The first time I was in Afghanistan. I went to the Helmand Province to photograph the Afghan Security Forces. One day I was at a checkpoint and turned around when I felt a strange notion of someone standing behind me; It was a police man staring at me. One foot on a rock, holding his machine gun and his eyes locked at me. I took about six frames of him. All the same. No movement. We never spoke. It wasn’t until later that I noticed the small seemingly unimportant details of the key hanging from the barrel of his gun and his zipper being open.

There’s a special feeling looking in to another person’s eyes, not knowing who they are. Them starring back at you. It becomes mystical – the interaction. Even years later, when it is through an image on a wall, looking at each other from different places, in different perspectives there is an encounter. A special connection.

I’ve always been fascinated with the story of the man and his surroundings. The isolated man.
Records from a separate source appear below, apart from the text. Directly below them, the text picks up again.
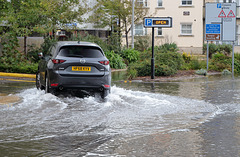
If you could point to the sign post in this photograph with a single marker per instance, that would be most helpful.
(220, 24)
(159, 22)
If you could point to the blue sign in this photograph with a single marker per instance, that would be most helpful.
(219, 5)
(157, 22)
(148, 22)
(213, 29)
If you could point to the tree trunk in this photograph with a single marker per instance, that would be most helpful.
(126, 33)
(25, 45)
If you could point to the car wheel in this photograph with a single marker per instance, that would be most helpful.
(104, 93)
(46, 85)
(38, 80)
(38, 83)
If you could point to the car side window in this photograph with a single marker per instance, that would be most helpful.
(53, 50)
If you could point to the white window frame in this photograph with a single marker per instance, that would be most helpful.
(225, 1)
(141, 30)
(188, 2)
(143, 3)
(160, 3)
(186, 28)
(159, 31)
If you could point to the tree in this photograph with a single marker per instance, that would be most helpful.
(106, 12)
(27, 16)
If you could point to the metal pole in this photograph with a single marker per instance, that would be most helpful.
(152, 60)
(233, 61)
(133, 24)
(207, 55)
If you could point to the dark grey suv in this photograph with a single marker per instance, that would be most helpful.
(79, 67)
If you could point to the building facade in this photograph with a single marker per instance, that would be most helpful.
(187, 22)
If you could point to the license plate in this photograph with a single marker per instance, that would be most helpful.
(76, 68)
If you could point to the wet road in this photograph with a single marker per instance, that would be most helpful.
(197, 117)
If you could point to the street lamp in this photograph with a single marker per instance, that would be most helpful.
(132, 24)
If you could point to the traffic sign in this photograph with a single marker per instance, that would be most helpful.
(150, 22)
(222, 14)
(220, 19)
(231, 14)
(213, 28)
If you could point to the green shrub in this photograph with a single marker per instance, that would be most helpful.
(167, 47)
(201, 72)
(130, 55)
(142, 43)
(225, 49)
(219, 62)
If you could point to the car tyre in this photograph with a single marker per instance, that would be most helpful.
(105, 93)
(47, 85)
(38, 83)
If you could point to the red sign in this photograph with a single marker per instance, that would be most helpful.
(231, 14)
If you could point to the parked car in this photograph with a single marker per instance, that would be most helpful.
(73, 66)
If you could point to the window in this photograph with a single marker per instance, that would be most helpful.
(186, 29)
(186, 2)
(140, 30)
(159, 3)
(80, 52)
(226, 1)
(142, 3)
(159, 32)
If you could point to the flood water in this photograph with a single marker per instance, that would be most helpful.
(197, 117)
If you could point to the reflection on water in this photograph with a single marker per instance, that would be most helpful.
(138, 119)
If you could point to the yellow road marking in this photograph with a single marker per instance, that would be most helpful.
(17, 75)
(15, 80)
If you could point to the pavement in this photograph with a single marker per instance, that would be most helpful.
(17, 77)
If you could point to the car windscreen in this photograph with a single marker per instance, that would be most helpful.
(80, 51)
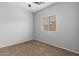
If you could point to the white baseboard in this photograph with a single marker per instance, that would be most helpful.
(59, 46)
(13, 43)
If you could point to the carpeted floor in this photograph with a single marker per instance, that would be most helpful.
(34, 48)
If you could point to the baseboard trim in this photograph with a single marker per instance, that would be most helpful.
(58, 46)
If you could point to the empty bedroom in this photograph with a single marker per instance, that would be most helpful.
(39, 29)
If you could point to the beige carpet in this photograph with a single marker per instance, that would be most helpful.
(34, 48)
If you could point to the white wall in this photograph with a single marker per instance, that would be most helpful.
(15, 24)
(66, 34)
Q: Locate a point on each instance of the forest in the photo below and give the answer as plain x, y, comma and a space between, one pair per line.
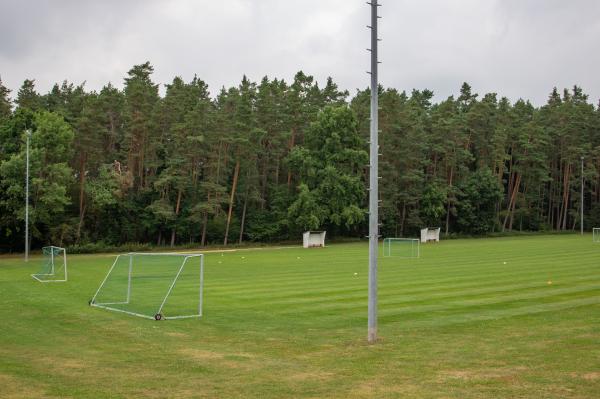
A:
264, 161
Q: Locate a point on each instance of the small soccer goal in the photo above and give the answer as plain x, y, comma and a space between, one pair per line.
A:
401, 247
153, 285
54, 266
313, 239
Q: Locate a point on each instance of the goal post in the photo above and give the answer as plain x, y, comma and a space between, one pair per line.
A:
153, 286
596, 234
401, 247
313, 239
53, 268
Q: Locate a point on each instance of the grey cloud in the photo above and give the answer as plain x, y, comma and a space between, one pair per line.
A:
515, 48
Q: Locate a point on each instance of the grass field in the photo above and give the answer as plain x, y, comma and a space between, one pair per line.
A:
457, 323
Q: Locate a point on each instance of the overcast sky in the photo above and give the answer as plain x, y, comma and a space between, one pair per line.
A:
516, 48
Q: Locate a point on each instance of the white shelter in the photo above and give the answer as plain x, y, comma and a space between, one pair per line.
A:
430, 234
313, 239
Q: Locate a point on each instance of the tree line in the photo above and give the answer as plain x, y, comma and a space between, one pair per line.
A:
264, 161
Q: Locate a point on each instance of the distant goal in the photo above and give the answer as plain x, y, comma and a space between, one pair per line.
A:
312, 239
401, 247
54, 266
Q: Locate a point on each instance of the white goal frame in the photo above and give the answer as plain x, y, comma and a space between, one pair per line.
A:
430, 234
313, 239
54, 268
414, 247
158, 315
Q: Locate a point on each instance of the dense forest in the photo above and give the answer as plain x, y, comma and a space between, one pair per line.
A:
265, 161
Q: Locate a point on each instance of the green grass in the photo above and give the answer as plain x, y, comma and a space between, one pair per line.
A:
456, 323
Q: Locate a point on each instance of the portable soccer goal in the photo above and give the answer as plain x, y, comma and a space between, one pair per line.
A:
311, 239
401, 247
430, 234
153, 285
54, 266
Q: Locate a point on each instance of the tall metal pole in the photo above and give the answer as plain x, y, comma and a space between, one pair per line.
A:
28, 134
373, 181
581, 196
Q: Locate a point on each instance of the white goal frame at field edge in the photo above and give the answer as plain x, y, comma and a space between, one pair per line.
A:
414, 247
185, 259
53, 268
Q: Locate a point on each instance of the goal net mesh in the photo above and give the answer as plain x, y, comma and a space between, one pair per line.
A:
53, 267
147, 285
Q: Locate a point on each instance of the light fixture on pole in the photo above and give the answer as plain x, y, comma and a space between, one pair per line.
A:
28, 135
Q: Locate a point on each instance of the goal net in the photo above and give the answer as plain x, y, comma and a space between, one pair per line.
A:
401, 247
153, 286
53, 268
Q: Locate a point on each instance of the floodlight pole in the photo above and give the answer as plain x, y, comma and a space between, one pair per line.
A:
373, 181
581, 196
28, 135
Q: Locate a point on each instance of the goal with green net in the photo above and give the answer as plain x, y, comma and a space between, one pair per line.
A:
153, 285
401, 247
53, 268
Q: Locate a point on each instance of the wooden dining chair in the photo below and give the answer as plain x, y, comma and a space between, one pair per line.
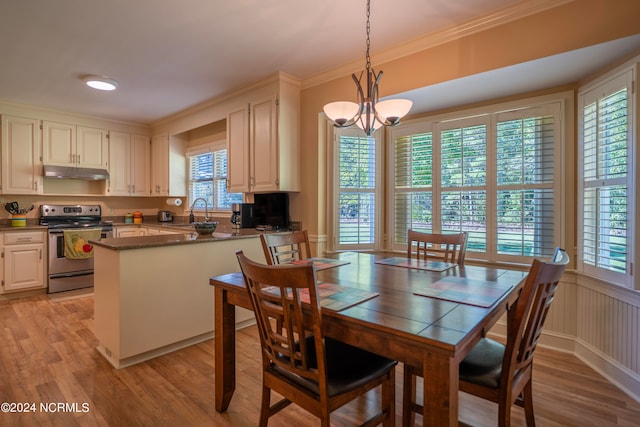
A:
282, 248
317, 373
502, 373
440, 247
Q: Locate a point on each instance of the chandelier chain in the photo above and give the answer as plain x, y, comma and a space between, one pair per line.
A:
368, 58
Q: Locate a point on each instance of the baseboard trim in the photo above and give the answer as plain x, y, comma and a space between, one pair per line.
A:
621, 377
The working man. The fighting man. But it isn’t the stereotypes what interest me. Even though it is soldiers and cowboys, it’s the stereotypes turned upside down. It’s the skinny Afghan soldier receiving three weeks of training, before being sent to the frontline. It is the Brazilian cowboy who can only afford four bullets in his six-shooter or the boys and men working all night catching bush crickets in Uganda for pennies. They live in the vast landscapes, in the jungles, in the chaos. Many of them are forgotten or unknown by the outside world.

To me the most personal form of photography is the portrait. It’s someone giving themselves to everyone else. Allowing their story, their face and eyes, their person to be forever. I rarely instruct the people in my portraits. I don’t ask them to stand or sit in a certain way. I just turn around and there they are. Looking at me. Like an anonymous sculpture only there for a short glimpse.